How to formally prove that $\Bbb Q[i]$ is not isomorphic to any subring of $\Bbb R$? I am trying to prove that $\Bbb Q[i]$ is not isomorphic to any subring of $\Bbb R$. We know that the ring $\Bbb Q[i]$ is actually a field. So if it is isomorphic to some subring of $\Bbb R$, $\Bbb R$ then becomes an extension of $\Bbb Q[i].$ So do we just prove that there is no ring homomorphism from $\Bbb Q[i]$ to $\Bbb R$?
 A: Suppose for the sake of contradiction that $\mathbb{Q}[i]$ is isomorphic to a subring of $\mathbb{R}$, and call the isomorphism from the former to the latter, $\varphi$.
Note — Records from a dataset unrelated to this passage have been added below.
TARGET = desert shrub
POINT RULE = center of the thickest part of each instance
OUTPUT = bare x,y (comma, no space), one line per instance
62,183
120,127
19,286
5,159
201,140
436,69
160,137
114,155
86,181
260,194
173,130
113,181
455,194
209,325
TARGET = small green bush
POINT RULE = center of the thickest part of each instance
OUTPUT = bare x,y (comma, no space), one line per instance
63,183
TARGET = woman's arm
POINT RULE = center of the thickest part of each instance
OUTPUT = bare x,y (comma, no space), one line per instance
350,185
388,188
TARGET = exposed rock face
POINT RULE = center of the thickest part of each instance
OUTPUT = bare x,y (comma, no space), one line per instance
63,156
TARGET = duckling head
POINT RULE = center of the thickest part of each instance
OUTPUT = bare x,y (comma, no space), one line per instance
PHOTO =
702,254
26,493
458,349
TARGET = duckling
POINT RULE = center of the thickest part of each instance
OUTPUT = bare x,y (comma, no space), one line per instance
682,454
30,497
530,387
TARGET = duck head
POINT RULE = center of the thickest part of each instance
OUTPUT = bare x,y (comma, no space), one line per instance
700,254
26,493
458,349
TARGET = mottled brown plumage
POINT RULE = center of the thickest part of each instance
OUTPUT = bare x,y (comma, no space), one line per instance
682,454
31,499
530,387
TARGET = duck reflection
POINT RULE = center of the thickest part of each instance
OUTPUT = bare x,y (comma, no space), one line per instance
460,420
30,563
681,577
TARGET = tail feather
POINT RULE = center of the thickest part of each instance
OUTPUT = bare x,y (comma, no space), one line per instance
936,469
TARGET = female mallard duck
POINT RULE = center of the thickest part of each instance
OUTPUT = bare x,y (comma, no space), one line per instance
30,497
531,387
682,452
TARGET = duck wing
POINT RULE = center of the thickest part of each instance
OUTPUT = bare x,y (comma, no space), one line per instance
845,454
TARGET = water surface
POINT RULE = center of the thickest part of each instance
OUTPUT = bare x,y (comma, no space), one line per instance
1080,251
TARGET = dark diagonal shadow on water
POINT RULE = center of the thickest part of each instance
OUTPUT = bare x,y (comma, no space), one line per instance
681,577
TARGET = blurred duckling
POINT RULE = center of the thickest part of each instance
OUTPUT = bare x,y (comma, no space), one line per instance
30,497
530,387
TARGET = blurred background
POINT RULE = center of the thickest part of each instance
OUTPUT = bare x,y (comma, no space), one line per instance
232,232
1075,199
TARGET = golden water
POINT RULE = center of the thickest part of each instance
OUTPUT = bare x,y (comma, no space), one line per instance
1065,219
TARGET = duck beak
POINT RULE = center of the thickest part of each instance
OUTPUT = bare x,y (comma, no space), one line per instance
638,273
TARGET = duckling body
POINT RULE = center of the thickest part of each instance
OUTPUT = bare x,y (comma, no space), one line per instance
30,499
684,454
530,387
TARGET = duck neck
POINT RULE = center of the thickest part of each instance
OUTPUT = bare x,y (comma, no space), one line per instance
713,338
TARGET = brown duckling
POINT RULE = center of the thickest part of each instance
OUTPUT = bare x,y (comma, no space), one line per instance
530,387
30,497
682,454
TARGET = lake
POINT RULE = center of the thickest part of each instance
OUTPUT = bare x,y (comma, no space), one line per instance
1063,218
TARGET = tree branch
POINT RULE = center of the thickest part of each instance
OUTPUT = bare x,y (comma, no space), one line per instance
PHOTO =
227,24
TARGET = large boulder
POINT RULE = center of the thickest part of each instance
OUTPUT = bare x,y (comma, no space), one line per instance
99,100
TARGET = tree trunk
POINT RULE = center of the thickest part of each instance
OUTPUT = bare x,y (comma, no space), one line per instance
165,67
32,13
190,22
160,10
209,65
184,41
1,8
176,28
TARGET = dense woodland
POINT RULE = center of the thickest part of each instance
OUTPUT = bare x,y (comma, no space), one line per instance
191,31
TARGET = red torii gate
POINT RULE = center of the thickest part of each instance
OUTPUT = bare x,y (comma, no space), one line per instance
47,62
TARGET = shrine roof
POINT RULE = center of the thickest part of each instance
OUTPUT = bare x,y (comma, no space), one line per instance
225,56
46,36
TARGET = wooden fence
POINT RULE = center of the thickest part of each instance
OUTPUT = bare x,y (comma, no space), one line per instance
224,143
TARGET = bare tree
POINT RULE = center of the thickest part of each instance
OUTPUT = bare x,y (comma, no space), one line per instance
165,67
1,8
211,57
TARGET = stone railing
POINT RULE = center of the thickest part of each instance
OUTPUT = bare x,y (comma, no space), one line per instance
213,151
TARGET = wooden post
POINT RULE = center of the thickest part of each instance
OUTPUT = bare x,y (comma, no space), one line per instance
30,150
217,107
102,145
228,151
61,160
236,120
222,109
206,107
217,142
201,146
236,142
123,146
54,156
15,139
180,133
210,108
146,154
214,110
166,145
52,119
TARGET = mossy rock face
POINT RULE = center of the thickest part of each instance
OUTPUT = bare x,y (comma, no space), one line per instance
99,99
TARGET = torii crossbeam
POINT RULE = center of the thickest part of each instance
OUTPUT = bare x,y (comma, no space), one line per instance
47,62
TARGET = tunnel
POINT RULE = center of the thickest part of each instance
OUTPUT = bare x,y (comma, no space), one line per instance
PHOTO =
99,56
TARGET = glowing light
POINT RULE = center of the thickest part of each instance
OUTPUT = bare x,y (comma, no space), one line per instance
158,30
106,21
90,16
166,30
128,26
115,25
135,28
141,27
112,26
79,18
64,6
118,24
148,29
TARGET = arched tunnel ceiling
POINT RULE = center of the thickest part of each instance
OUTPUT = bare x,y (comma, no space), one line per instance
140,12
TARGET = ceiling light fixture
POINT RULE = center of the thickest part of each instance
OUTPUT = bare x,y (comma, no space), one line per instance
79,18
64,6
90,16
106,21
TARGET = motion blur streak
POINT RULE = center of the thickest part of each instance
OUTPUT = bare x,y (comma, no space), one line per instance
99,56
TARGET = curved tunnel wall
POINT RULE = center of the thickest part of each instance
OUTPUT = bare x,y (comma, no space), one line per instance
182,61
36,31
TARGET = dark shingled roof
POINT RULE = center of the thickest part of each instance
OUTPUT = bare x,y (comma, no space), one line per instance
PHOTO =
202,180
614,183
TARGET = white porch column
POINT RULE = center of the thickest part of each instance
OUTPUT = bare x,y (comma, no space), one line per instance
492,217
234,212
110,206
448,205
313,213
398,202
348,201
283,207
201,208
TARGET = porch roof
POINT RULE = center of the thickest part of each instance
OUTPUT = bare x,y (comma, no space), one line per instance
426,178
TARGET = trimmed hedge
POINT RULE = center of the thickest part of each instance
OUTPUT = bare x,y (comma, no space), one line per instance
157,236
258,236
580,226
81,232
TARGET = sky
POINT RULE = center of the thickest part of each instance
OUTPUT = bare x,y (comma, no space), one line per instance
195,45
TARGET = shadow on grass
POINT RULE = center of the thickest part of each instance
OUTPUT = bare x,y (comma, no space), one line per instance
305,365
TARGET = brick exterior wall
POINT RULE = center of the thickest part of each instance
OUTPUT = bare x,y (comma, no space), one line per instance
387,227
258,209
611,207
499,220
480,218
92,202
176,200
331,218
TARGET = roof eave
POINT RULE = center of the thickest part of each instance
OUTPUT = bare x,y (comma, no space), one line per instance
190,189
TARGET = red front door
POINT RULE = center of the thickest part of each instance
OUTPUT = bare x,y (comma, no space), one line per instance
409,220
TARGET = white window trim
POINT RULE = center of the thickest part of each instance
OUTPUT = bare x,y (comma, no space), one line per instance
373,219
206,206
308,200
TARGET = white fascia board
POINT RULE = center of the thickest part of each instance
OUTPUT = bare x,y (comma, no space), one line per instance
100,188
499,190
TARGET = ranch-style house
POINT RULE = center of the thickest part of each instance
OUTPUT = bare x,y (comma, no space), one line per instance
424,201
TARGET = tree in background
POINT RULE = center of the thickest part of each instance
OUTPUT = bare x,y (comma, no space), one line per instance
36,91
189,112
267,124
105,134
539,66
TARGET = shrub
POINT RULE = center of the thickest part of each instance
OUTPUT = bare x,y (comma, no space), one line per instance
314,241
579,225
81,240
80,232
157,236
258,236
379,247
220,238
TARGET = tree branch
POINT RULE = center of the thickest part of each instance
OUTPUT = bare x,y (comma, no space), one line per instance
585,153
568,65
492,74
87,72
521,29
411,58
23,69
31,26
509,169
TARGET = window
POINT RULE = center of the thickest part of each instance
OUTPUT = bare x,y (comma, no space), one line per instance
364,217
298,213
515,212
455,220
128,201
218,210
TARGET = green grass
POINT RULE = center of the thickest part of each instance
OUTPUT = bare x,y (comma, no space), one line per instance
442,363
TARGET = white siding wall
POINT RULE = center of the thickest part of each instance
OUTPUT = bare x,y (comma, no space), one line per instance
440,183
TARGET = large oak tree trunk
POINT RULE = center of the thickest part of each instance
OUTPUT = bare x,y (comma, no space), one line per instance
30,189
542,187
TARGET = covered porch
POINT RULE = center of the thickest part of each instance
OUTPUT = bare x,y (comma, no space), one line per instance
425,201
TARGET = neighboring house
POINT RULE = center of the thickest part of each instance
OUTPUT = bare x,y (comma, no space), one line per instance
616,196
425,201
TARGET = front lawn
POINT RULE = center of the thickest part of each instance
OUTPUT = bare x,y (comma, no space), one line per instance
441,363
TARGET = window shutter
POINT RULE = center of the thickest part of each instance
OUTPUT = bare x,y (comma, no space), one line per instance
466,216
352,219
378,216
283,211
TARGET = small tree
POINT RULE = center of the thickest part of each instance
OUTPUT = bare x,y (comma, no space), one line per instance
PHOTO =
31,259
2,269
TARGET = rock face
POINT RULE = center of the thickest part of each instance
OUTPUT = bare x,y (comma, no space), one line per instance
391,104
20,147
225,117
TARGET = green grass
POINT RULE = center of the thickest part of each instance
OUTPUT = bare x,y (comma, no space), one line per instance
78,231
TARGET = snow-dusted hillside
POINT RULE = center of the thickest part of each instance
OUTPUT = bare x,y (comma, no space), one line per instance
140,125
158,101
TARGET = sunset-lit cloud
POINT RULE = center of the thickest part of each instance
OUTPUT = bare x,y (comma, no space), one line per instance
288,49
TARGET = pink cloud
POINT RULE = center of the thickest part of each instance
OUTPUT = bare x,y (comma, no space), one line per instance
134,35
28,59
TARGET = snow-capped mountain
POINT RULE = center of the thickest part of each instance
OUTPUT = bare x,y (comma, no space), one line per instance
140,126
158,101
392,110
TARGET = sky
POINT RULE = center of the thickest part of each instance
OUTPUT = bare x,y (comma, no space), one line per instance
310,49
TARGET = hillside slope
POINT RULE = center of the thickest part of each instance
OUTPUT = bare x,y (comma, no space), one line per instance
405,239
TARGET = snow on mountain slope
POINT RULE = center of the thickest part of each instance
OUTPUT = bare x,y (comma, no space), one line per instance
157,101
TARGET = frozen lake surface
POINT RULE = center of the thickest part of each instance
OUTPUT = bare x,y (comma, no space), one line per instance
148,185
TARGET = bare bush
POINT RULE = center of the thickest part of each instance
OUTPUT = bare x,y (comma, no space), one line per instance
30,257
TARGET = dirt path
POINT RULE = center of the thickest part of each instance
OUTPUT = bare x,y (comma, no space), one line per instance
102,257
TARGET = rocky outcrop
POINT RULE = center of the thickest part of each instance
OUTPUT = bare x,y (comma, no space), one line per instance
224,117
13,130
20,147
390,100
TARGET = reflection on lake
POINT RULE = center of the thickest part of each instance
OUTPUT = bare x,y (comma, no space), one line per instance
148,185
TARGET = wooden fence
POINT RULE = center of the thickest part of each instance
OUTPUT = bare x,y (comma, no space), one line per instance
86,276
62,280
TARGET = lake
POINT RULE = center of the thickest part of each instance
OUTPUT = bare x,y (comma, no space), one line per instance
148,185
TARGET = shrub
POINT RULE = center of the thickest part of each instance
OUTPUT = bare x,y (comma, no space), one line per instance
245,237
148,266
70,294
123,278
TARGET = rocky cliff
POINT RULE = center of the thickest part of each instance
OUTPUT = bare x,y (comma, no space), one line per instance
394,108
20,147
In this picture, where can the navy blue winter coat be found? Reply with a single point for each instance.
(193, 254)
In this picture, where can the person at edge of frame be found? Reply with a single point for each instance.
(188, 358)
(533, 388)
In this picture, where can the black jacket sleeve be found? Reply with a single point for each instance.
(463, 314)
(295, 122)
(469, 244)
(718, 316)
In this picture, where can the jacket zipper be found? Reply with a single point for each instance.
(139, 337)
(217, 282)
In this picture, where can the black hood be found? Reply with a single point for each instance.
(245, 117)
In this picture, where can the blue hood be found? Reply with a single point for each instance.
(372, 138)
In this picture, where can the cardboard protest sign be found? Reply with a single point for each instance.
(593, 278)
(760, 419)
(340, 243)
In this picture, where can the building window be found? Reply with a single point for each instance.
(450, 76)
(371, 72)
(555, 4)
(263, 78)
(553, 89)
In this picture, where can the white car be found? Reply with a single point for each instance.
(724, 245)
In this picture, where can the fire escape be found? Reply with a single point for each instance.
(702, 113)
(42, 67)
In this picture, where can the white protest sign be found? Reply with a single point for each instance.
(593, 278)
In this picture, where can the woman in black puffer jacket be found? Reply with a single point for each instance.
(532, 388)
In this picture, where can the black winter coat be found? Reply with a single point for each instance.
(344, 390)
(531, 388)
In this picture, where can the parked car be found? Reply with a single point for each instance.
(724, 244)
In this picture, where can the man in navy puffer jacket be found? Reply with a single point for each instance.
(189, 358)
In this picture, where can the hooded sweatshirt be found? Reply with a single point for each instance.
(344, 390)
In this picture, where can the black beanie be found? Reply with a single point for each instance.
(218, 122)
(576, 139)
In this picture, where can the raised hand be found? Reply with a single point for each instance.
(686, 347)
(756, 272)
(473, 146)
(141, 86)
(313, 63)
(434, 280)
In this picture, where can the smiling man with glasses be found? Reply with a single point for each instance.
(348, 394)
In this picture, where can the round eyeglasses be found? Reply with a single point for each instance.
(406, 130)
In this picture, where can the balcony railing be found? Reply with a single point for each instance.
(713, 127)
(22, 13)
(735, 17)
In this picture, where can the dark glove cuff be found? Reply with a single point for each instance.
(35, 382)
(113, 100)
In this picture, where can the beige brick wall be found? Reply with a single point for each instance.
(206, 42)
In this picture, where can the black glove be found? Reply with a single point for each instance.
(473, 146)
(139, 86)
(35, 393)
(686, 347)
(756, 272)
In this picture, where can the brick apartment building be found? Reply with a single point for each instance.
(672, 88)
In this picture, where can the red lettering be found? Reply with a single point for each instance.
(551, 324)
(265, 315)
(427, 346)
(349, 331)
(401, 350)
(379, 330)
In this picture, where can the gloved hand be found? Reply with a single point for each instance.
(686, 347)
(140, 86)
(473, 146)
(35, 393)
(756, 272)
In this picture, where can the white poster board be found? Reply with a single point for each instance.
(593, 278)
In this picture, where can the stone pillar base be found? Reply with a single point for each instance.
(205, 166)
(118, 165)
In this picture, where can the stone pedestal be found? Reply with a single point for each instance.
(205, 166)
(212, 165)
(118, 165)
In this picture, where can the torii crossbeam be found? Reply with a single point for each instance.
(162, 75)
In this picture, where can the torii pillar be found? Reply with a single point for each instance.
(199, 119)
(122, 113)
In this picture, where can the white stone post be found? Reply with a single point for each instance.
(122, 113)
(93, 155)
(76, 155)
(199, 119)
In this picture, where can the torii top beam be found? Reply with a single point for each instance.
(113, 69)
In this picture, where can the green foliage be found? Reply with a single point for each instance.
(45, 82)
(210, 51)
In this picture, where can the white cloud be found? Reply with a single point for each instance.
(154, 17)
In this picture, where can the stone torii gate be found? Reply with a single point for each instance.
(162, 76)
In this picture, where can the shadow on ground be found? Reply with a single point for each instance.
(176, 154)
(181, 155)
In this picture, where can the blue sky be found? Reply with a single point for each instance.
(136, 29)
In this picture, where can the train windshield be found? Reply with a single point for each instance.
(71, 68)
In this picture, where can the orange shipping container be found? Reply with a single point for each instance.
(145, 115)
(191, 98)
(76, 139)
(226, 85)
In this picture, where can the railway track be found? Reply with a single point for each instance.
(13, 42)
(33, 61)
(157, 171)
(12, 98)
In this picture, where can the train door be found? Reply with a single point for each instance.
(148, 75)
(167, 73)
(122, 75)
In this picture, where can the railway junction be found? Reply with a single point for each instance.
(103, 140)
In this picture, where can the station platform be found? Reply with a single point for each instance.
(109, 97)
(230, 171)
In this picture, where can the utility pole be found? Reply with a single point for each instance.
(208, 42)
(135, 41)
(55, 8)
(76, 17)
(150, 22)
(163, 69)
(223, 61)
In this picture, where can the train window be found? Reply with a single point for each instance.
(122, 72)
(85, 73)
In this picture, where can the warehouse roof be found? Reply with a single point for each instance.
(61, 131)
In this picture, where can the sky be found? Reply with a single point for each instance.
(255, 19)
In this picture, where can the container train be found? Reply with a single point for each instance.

Consider $\varphi(i^2 + 1) = \varphi(i^2) + \varphi(1) = [\varphi(i)]^2 + 1$, where the first equality follows because homomorphisms respect addition, and the second follows because homomorphisms respect multiplication (and because $1$ is mapped to $1$, an exercise I presume you have seen or completed).
And so now we have $[\varphi(i)]^2 + 1 \in \mathbb{R}$.
But we can evaluate the earlier expression in a different way: $\varphi(i^2 + 1) = \varphi(0) = 0$, where the first equality follows because $i^2 + 1 = 0$, and the second equality follows because $0$ is mapped to $0$ (again, an exercise I presume you have seen or completed).
Put together, we have: $[\varphi(i)]^2 + 1 = 0$, for some real number $\varphi(i)$. But this is problematic, since it would mean we could square the real number $\varphi(i)$ and get $-1$. Contradiction, since no real number can be squared to yield $-1$. So our supposition was wrong, and no such isomorphism exists.